The sewing pitch is an interval between stitches on a sewing line and is an interval distance between adjacent needle holes. The reverse stitch length is the length of reverse stitch which is sewn back and overlapped at the beginning and the end of sewing in order to suppress the fray of the sewing thread. The sewing line design unit 212B designs the reverse stitching line according to the set value of the reverse stitching length. At this time, the sewing line design unit 212B is designed so that the sewing pitch of the reverse sewing line is the same as the original sewing pitch of the sewing line. This can reduce the number of needle holes formed by the sewing machine needle and improve the durability of the product. The number of sewing lines to be created defines the length and the number of sewing lines to be created when the width of the material to be sewn is longer than the predetermined width. The numerical control data maximum capacity is an allowable upper limit threshold of the capacity of the numerical control data created by the numerical control data creation unit 212. For example, the user may specify the set value of the maximum capacity of the numerical control data according to the processing capacity, storage capacity, etc. of the sewing control device 200 and the sewing device 300.
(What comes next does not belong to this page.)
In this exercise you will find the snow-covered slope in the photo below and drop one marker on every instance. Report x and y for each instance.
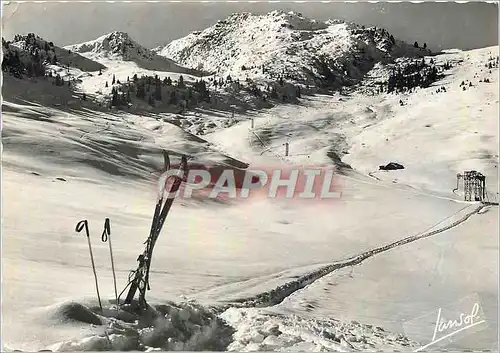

The numerical control data related item setting unit 212A causes the display unit 230 to display the numerical control data related item setting screen 212AP of FIG. 4A, and the numerical control data related item setting screen is displayed based on the setting value specified by the user via the operation unit 240. Set each setting value of the item. The numerical control data related item setting unit 212A stores numerical control data related item information indicating each setting value of the numerical control data related item in the storage unit 220.

The sewing line design unit 212B identifies the sewing location based on the attribute information included in the CAD data acquired by the CAD data acquisition unit 211. Then, the sewing line design unit 212B determines the sewing line and the reverse sewing line at the specified sewing location based on the sewing pitch, the set value of the reverse sewing length set by the numerical control data related item setting unit 212A, and the number of sewing lines created. design. The sewing line design unit 212B is an example of the sewing line design means of the present invention.

FIG. 5A is a schematic diagram showing the parts to be sewn and the sewing points obtained from the CAD data shown in FIG. SP is shown.

Then, in the schematic diagram showing the sewing line and the reverse sewing line designed by the sewing line designing section 212B shown in FIG. 5B, the portion corresponding to the sewing location SP in the part P is designed by the sewing line designing section 212B. A sewing line SL indicated by a solid line and a return sewing line RSL indicated by a broken line that extends downward by folding back from both ends of the sewing line SL are represented. Note that, in FIG. 5B, only the sewing line SL and the reverse sewing line RSL at the upper middle sewing point SP in the part P are denoted by reference numerals, and the notations of the sewing line and the reverse sewing line at other sewing locations SP are omitted. ..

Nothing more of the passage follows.